I misteri che avvolgono le linee di Nazca sono tanti, primo tra tutti quello che riguarda le modalità e le tecniche di realizzazione dei disegni. La scala in cui i soggetti sono raffigurati, infatti, ne consente una lettura chiara solo dall’alto, da un punto di osservazione che, trovandosi sufficientemente lontano dal grafico e ad una quota maggiore, ne consenta la visione organica con un solo sguardo.
Realizzare delle linee perfette senza riuscire a vedere ciò che si sta disegnando appare decisamente complicato, se non impossibile, in mancanza di una tecnica elaborata e lungamente sperimentata. Una delle ipotesi più plausibili è che gli artisti di Nazca utilizzassero un reticolo di piccole dimensioni sul quale rappresentavano il modello in una scala ridotta, per poi riportare il disegno ingigantito insieme al reticolo stesso, riprodotto con l’ausilio di corde e picchetti. In questo modo potevano conservare le proporzioni delle figure e assicurarsi una guida nel corso dell’esecuzione materiale delle linee.
Queste ultime, di lunghezza chilometrica, venivano realizzate mediante lo spostamento di un sottile strato di terreno e delle pietre di colore scuro, tipiche delle zone desertiche, affinché restasse visibile lo strato di sabbia chiara sottostante.
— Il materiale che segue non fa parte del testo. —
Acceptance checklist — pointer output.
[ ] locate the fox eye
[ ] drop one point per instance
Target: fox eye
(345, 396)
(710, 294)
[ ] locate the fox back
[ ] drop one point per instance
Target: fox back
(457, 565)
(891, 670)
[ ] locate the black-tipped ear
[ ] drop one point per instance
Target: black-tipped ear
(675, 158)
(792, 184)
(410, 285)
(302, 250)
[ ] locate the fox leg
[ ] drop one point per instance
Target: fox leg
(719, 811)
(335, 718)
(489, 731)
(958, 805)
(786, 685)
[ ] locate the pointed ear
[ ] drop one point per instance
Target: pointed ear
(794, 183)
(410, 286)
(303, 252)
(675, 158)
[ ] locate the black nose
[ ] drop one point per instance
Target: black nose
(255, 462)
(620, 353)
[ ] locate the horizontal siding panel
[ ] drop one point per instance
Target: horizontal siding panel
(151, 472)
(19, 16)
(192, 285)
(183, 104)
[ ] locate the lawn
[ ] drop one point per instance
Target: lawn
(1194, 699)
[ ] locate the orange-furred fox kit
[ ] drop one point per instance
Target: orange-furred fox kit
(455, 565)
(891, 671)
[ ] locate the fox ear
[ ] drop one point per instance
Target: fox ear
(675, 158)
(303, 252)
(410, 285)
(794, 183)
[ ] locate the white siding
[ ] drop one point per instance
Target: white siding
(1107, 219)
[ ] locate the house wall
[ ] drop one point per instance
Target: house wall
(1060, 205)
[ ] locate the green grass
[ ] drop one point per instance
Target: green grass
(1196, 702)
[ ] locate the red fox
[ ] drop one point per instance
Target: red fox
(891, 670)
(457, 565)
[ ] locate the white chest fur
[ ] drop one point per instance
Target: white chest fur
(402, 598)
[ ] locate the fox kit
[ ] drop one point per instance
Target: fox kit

Il clima particolarmente arido e la quasi totale mancanza di vento e pioggia, hanno consentito ai geoglifi di resistere fino ai nostri giorni, ancora perfettamente conservati e visibili.
Tra i celebri geoglifi di Nazca compare, sornione, anche un gatto
L’immagine stilizzata di un gatto è comparsa sul versante di una piccola e brulla collina all’interno dell’area archeologica di Nazca, durante l’esecuzione di semplici lavori di manutenzione.
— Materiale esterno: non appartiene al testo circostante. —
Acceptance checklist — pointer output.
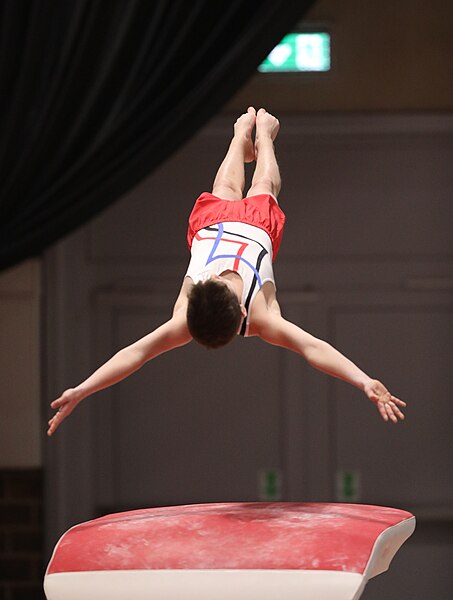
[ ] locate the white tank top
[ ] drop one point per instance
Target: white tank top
(238, 247)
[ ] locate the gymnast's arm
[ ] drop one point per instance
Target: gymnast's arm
(170, 335)
(321, 355)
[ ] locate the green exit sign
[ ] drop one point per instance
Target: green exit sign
(299, 52)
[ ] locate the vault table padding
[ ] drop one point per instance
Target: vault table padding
(202, 545)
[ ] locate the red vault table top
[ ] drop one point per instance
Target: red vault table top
(322, 541)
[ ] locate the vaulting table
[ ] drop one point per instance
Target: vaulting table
(232, 551)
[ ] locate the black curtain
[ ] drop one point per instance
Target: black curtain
(97, 93)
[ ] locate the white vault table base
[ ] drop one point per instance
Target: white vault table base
(231, 551)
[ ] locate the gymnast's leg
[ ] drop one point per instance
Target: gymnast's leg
(230, 179)
(266, 179)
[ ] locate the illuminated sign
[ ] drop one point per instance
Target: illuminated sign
(299, 52)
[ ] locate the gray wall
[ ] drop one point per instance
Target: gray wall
(366, 263)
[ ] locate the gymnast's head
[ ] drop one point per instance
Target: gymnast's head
(214, 313)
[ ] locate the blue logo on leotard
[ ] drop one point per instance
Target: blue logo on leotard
(211, 256)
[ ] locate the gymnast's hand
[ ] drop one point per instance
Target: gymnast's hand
(387, 405)
(65, 404)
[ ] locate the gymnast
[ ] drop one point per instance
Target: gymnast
(229, 286)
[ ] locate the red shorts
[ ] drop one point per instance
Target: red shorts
(261, 211)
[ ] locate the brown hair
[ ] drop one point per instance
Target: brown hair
(213, 313)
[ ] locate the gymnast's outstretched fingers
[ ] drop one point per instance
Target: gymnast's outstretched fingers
(64, 405)
(387, 405)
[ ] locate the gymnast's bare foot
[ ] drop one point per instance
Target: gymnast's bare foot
(243, 128)
(267, 126)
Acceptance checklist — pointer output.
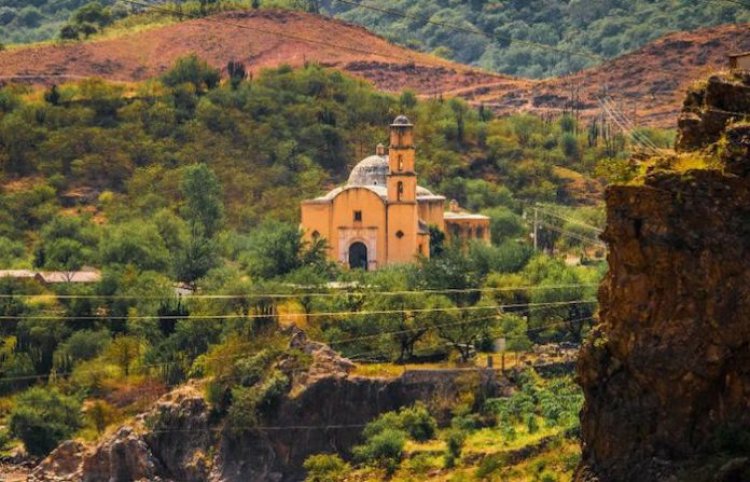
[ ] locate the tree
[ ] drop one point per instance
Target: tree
(465, 327)
(202, 206)
(191, 70)
(237, 72)
(134, 243)
(124, 351)
(101, 415)
(203, 210)
(274, 250)
(326, 468)
(42, 418)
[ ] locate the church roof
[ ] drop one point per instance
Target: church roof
(370, 171)
(401, 120)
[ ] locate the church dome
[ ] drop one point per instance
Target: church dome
(401, 121)
(370, 171)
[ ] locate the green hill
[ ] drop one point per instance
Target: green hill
(508, 32)
(602, 28)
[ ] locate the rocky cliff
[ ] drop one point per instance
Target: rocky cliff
(667, 373)
(180, 439)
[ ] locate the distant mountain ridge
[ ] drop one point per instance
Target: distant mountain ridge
(577, 31)
(511, 34)
(648, 84)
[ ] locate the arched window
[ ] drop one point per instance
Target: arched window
(358, 256)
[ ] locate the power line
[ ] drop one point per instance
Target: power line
(301, 294)
(250, 344)
(630, 124)
(288, 315)
(622, 124)
(571, 220)
(573, 235)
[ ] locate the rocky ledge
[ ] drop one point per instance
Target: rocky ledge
(666, 375)
(181, 439)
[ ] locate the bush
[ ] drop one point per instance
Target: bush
(325, 468)
(250, 402)
(454, 441)
(383, 449)
(42, 418)
(489, 466)
(415, 421)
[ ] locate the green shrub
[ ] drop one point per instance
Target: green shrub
(42, 418)
(248, 403)
(454, 442)
(489, 466)
(383, 449)
(415, 421)
(325, 468)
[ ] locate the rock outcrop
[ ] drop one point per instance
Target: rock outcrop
(180, 439)
(666, 375)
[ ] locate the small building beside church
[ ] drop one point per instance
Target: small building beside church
(381, 216)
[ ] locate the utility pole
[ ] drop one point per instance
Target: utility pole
(536, 228)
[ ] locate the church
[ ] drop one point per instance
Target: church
(382, 216)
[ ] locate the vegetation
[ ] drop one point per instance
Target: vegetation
(540, 38)
(527, 437)
(44, 418)
(187, 181)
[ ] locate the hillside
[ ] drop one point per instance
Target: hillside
(665, 373)
(260, 39)
(496, 36)
(510, 31)
(648, 84)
La scoperta è stata fatta assolutamente per caso dopo che, nel tentativo di rendere più agevole un sentiero interno al parco archeologico, è stato rimosso lo strato superficiale di sabbia mista a terra che ricopriva il pendio di una piccola collina, giudicata un luogo perfetto per osservare dall’alto i geoglifi.
Il disegno, agli occhi dei ricercatori, appariva appena percettibile a causa non solo del terriccio che lo ricopriva ma anche della naturale erosione della superficie di supporto, favorita dalla sua notevole pendenza.
Una volta pulito il pendio, il gatto è emerso in tutta la sua maestosità: lungo 37 metri e caratterizzato da linee di larghezza compresa tra i 30 e i 40 centimetri, il grosso felino dallo sguardo sornione sembra adagiato su un fianco e presenta uno stile decisamente meno lineare degli altri 800 geoglifi scoperti finora sull’altipiano di Nazca.
Le linee morbide che definiscono il corpo del grosso felino, infatti, insieme i suoi occhi tondi e a un musetto che sembra aprirsi in un sorriso, ricordano i disegni di un bambino. Tale evidente differenza rispetto alle altre figure stilizzate, molto probabilmente è dovuta al diverso periodo di realizzazione: se la gran parte dei geoglifi conosciuti risale al periodo compreso tra il 200 e il 500 d.C., al disegno del gatto è riconosciuta un’età di almeno duemila anni, cosa che lo rende particolarmente prezioso anche per lo studio della civiltà Nazca e della sua evoluzione nel corso del tempo.
Gli archeologi che curano il parco sono sicuri che siano ancora tanti i geoglifi da riportare alla luce, poiché gli oltre ottocento disegni scoperti a partire dal 1927 rappresentano solo una parte, sebbene sostanziosa, delle opere realizzate dall’antico popolo Nazca nel periodo della massima fioritura della loro civiltà.
Le moderne tecnologie che sfruttano i comandi da remoto stanno fornendo un valido aiuto agli studiosi: grazie ai droni, ad esempio, è stato possibile individuare diversi geoglifi che per posizione e dimensioni non erano visibili se non da una discreta altezza rispetto al piano di campagna.
Dopo aver finalmente appurato che nemmeno gli antichi abitanti delle pianure andine erano insensibili al fascino dei gatti, non ci resta che attendere le prossime scoperte e continuare a sorprenderci di fronte alle strabilianti e gigantesche opere d’arte dei Nazca.